More traditionally, says Prof Okimoto, most workplace reactions to conflict in teams tends to be dictated by process.

“It concentrates on the one hand on the concerns of the complainant but also the concerns of the organisation to make sure it doesn’t happen again, that the legal side of things is covered off,”

The problem with this approach is that relationships may not be mended.

Restorative justice creates a healthier culture in the workplace, Prof Okimoto says, as the impact of staff members thinking they are not being treated fairly can lead to stress, health issues, less motivation or people leaving an organisation.

Prof Okimoto, who is Associate Professor in Management in the University of Queensland Business School, says there are several important steps in the process.

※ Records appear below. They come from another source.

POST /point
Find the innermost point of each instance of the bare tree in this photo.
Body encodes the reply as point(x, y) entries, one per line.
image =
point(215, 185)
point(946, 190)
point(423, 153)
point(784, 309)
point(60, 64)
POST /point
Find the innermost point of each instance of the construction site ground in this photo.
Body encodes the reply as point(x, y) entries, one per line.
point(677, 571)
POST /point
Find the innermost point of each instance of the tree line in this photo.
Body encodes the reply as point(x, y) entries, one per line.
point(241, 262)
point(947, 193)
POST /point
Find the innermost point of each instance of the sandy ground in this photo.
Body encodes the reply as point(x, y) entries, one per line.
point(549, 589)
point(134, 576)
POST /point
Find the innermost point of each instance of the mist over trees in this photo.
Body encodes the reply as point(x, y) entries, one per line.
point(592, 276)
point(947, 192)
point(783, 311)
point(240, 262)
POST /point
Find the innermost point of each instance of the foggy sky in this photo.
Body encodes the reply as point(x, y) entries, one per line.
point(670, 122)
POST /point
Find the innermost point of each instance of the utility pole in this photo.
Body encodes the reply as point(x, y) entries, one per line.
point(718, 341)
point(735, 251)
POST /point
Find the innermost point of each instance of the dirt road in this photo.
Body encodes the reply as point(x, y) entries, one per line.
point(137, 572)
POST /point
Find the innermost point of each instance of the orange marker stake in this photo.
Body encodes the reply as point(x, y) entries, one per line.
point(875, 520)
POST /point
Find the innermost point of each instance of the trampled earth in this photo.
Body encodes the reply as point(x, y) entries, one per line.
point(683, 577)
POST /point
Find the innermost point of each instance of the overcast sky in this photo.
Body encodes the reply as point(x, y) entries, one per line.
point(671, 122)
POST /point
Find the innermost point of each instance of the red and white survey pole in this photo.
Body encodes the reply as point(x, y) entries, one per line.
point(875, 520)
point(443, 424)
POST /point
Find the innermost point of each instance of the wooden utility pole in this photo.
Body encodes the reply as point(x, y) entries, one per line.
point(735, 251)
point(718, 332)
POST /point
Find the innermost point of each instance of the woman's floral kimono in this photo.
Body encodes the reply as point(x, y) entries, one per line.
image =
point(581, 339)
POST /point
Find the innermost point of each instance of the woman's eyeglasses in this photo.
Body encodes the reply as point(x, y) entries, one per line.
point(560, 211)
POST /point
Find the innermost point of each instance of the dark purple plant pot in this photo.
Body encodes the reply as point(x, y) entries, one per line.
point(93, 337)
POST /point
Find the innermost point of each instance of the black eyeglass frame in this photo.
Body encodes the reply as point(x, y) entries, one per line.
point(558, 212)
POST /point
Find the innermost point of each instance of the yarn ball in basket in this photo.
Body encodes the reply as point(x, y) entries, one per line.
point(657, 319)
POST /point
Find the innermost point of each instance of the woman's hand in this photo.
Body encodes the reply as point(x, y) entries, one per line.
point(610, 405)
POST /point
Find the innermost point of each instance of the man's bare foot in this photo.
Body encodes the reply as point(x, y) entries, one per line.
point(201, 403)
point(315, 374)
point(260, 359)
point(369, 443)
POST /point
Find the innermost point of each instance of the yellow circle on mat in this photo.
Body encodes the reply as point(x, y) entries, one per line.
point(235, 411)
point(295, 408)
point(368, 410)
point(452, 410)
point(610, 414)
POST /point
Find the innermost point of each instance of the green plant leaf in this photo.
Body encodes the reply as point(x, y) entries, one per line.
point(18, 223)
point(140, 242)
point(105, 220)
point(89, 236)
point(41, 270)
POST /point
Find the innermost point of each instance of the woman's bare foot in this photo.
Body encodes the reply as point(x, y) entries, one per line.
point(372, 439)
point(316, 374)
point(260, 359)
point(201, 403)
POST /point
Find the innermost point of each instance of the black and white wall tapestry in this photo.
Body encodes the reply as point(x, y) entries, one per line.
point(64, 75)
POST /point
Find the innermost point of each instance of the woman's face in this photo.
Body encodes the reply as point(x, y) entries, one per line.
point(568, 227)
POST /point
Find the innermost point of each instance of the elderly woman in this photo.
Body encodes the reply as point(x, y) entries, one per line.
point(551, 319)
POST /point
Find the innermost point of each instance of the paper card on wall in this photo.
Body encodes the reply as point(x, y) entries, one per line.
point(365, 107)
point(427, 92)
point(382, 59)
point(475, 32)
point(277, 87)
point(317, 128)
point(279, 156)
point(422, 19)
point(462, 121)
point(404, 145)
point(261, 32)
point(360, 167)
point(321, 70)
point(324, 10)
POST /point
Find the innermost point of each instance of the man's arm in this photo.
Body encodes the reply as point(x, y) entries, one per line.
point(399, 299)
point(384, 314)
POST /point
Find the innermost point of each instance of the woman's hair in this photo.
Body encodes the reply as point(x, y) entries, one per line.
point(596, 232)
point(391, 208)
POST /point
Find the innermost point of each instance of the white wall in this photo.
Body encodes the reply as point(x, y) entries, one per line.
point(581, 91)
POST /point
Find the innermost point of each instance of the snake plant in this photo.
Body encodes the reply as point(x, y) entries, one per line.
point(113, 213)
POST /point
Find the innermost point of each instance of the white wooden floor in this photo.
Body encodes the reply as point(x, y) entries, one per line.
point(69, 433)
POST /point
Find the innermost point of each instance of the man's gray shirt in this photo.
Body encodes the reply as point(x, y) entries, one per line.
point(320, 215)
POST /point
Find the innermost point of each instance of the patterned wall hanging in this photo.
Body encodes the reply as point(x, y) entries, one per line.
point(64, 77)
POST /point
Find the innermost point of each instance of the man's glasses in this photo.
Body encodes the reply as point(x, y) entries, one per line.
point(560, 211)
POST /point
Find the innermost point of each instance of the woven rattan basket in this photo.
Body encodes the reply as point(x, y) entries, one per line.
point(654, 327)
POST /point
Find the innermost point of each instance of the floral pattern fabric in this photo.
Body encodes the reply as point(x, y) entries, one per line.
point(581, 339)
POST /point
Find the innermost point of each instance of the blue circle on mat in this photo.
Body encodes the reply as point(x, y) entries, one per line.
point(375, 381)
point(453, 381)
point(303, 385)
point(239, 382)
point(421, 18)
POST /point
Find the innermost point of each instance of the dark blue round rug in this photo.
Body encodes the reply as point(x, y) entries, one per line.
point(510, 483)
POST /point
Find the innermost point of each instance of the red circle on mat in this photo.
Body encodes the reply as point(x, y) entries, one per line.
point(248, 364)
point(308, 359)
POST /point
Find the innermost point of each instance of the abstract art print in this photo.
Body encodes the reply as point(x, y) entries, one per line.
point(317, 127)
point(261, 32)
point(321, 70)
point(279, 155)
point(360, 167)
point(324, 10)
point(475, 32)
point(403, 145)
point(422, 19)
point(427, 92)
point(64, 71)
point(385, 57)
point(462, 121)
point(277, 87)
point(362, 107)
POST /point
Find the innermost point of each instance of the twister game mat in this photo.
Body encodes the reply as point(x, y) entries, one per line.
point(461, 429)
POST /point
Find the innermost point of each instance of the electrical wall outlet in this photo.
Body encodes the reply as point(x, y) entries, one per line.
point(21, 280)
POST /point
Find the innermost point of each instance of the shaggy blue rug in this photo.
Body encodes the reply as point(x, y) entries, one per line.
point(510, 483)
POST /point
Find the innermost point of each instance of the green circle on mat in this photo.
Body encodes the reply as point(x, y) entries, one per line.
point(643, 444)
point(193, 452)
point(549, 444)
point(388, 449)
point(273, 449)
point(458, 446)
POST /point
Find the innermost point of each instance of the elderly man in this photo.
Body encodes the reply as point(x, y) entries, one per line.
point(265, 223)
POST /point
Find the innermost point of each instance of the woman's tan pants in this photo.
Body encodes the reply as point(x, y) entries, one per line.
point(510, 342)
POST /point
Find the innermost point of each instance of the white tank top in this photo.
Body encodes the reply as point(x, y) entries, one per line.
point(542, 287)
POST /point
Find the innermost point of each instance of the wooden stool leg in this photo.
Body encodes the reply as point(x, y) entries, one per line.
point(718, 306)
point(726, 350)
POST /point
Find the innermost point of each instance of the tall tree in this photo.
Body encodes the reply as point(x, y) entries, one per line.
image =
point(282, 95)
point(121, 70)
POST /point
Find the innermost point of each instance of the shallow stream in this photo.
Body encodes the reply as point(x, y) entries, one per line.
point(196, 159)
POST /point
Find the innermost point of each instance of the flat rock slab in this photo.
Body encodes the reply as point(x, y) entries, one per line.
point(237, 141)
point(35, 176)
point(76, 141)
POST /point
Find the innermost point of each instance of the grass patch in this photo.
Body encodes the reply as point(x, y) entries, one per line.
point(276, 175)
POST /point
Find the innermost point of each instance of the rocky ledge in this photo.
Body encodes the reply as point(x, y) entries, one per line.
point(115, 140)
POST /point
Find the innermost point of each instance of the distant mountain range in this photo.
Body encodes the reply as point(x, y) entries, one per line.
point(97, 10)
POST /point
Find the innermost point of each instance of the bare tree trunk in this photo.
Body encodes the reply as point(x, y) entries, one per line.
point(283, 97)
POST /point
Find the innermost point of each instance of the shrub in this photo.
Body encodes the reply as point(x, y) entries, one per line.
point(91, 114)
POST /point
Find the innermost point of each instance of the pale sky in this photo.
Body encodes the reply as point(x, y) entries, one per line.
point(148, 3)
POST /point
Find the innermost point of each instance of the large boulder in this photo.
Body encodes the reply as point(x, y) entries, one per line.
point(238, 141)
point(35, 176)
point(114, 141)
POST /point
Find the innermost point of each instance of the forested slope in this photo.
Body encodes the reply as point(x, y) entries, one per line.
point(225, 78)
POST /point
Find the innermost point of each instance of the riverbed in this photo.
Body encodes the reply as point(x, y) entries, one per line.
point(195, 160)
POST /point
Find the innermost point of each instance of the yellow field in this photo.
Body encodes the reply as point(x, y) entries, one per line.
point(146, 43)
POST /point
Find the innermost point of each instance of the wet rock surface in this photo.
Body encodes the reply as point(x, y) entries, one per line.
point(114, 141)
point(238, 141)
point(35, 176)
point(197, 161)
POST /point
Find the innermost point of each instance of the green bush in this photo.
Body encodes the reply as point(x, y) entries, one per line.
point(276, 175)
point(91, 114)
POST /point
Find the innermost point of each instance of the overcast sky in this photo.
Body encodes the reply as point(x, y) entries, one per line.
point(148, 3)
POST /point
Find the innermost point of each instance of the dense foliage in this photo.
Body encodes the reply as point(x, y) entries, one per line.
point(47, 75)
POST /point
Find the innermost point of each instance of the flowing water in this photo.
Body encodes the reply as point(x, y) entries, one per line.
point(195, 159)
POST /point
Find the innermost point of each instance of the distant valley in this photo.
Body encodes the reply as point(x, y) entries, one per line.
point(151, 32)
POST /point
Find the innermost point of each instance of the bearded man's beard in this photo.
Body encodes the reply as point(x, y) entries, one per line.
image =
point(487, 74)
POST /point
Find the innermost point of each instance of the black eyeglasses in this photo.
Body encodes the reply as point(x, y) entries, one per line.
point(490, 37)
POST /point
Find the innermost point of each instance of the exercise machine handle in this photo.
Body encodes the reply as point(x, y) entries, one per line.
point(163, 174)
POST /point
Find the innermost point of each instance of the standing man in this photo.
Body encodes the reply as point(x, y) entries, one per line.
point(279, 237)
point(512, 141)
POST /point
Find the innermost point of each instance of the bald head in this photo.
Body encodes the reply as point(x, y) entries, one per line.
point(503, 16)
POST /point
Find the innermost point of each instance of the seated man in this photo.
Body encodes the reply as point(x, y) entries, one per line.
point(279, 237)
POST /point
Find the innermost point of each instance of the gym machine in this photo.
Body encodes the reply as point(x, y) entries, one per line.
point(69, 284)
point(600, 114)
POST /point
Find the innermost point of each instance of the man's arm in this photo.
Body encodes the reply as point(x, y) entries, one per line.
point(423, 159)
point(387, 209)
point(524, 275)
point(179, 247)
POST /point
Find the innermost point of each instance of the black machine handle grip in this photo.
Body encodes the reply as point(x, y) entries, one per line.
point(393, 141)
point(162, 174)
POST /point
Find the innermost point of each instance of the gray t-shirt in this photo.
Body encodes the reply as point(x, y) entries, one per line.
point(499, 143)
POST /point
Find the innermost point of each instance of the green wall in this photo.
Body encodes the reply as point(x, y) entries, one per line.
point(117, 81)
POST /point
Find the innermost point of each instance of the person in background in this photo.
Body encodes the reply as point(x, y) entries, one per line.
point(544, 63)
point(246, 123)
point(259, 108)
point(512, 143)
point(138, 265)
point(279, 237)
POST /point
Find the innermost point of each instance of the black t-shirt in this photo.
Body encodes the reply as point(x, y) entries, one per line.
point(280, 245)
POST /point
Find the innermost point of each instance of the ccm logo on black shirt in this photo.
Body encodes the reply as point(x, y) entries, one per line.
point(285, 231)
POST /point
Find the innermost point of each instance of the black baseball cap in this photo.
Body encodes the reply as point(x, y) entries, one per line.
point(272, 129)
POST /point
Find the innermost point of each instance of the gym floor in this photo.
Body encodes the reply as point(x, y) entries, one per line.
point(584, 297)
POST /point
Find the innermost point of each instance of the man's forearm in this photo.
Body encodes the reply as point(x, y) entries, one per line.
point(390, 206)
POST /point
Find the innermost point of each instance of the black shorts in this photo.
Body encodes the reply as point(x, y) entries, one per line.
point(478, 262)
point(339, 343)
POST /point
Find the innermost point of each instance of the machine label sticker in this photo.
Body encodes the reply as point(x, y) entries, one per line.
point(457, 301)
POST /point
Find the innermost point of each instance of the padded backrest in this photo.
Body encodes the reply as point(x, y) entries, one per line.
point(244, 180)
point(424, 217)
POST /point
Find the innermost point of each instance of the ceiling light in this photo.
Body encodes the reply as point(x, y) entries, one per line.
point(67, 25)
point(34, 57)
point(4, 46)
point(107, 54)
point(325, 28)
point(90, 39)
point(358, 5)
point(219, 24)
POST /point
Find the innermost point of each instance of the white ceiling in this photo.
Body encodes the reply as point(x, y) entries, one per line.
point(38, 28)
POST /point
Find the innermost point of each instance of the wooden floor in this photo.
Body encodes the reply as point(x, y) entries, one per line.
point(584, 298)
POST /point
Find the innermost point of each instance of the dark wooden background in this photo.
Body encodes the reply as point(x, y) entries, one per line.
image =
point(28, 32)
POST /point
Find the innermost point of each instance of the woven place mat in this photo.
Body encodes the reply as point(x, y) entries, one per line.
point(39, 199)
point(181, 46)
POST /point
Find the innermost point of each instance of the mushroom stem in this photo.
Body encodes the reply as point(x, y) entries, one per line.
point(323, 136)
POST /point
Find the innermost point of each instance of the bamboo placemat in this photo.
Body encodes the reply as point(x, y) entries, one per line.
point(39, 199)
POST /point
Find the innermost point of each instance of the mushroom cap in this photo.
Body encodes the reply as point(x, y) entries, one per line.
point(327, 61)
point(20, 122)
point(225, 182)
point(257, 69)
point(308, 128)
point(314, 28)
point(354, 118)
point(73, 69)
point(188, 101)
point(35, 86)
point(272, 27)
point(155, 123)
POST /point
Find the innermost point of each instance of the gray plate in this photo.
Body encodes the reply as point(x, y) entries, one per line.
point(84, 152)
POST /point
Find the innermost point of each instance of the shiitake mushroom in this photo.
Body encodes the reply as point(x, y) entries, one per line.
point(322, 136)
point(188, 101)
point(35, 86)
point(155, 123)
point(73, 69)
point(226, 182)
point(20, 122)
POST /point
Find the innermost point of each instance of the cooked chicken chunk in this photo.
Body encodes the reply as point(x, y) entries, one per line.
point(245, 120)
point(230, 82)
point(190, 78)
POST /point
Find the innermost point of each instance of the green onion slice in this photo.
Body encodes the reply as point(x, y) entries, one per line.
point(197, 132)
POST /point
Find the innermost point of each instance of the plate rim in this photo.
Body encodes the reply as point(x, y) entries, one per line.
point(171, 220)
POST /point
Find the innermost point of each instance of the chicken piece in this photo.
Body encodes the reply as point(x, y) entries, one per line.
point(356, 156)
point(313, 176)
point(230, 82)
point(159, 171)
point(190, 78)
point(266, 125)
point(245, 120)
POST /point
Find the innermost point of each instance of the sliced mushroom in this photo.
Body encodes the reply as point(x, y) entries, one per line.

The first is explaining what is involved and the desired outcomes, followed by the opportunity for all involved to tell their story and explain why they feel harmed.

“When you start the meeting it is important to frame up the objectives, to give each person an opportunity to share their version of events and perspectives, but also to ask what they think would be necessary in order for them to move on from it,” Prof Okimoto says.

Human Resources should then be helping to make a plan, documenting and following up.

“It’s important for the person who is facilitating to be an objective observer or possibly an outsider so parties don’t feel like sides are being taken,” Prof Okimoto says.

“I think most people recognize that the sort of work that we do and will continue to do even more of, requires a very high degree of collaboration and coordination.

“Interest in a restorative approach is quite high because it’s one of the topics that good managers recognize they can always be improving.”